The aforementioned use of transients and migrants to perform odd jobs has likewise become generally accepted. The latest regional reports, however, have been somewhat different from the previous ones in that now some local administrations and law enforcement structures have increasingly employed this affordable labor resource.
The need for effective involvement in these matters by such high-profile intergovernmental organizations as the UN, ILO and other international structures continues to be most pressing. This is especially so, given that neither Russia nor any of the other former Soviet republics are adequately equipped to effectively tackle these overwhelming problems in the near future.
(1)The author thanks A. Cherkassov of the “Memorial” Human Rights Center for his assistance in drafting this chapter.
(2) Just as in other former Soviet republics and “socialist bloc” countries.
(3) K. Anokhin, “Government Tells of Korean Loggers.” Kommersant (August 8, 2001).
(4) It is the former Dubrovlag penal colony — a specialized Stalin-era facility commissioned to hold political prisoners and dissidents under the Khrushchev and Brezhnev times.

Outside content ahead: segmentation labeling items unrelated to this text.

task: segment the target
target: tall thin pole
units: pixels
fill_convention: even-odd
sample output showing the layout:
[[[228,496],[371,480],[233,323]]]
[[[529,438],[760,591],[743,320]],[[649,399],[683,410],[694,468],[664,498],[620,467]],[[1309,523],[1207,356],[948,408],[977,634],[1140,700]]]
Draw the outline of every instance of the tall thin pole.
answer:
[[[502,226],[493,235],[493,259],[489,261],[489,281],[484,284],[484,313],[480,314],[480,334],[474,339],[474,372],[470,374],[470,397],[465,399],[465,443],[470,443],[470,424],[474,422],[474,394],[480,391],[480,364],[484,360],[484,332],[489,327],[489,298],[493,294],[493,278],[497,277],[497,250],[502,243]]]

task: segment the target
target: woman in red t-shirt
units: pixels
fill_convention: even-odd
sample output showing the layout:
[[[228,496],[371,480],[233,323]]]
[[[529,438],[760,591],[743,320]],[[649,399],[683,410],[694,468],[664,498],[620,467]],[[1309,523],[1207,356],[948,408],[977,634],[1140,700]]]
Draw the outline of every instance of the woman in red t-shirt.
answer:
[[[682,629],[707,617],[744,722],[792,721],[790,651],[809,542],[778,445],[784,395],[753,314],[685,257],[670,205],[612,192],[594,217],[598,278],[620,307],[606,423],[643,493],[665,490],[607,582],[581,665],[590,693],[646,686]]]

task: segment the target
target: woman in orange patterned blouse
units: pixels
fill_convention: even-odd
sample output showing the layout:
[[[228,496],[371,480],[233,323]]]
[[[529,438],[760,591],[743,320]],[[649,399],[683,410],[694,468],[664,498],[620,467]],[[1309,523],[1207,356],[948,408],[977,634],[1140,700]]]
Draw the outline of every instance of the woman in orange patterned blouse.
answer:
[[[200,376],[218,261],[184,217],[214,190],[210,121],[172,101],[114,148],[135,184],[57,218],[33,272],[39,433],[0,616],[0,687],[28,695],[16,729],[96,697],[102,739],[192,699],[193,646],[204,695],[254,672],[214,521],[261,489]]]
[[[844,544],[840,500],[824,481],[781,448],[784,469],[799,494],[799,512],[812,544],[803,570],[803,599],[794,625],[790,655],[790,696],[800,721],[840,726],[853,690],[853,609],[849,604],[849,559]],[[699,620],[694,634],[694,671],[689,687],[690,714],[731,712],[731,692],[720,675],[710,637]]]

(5) V. Eliseenko, “Samara Resident Liberated from Chechen Captivity.” Vremya MN (August 9, 2001).
(6) S. Pryganov, “XXIst Century Slaves.” Novoye Vremya (June 8, 2001).
(7) Ibid.
(8) “Azeri Prisoner.” Zhizn (January 30, 2001).
(9) I. Barinov, “In Sexual Bondage.” Trud-7 (July 4, 2001).
(10) “Pimp Caught in the Act.” Izvestia (January 25, 2001).
(11) A. Kornya, “Don’t be a Hooker when You Go to Work as an Au-Pair.” Vremya MN (May 17, 2001).
(12) D. Terentyev, “White Female Slaves.” Izvestia (August 6, 2001).
(13) “Fifteen Thousand Russians Turned Slaves in China.” Rossiyskaya Gazeta (July 12, 2001).
(14) B. Egorov, “Give a Penny for Bread.” Trud-7 (September 19, 2001).
(15) O. Smirnova, “Slavery in the Regional Center and Outside Becomes a Fact of Life.” Komsomolskaya Pravda (July 18, 2001).
(16) K. Anokhin, “The Government Tells of Korean Loggers.” Kommersant (August 8, 2001).
(17) A. Dorofeeva, “Medvedkovo Laborers Turned into Tramps.” Moskovsky Komsomolets (March 5, 2001).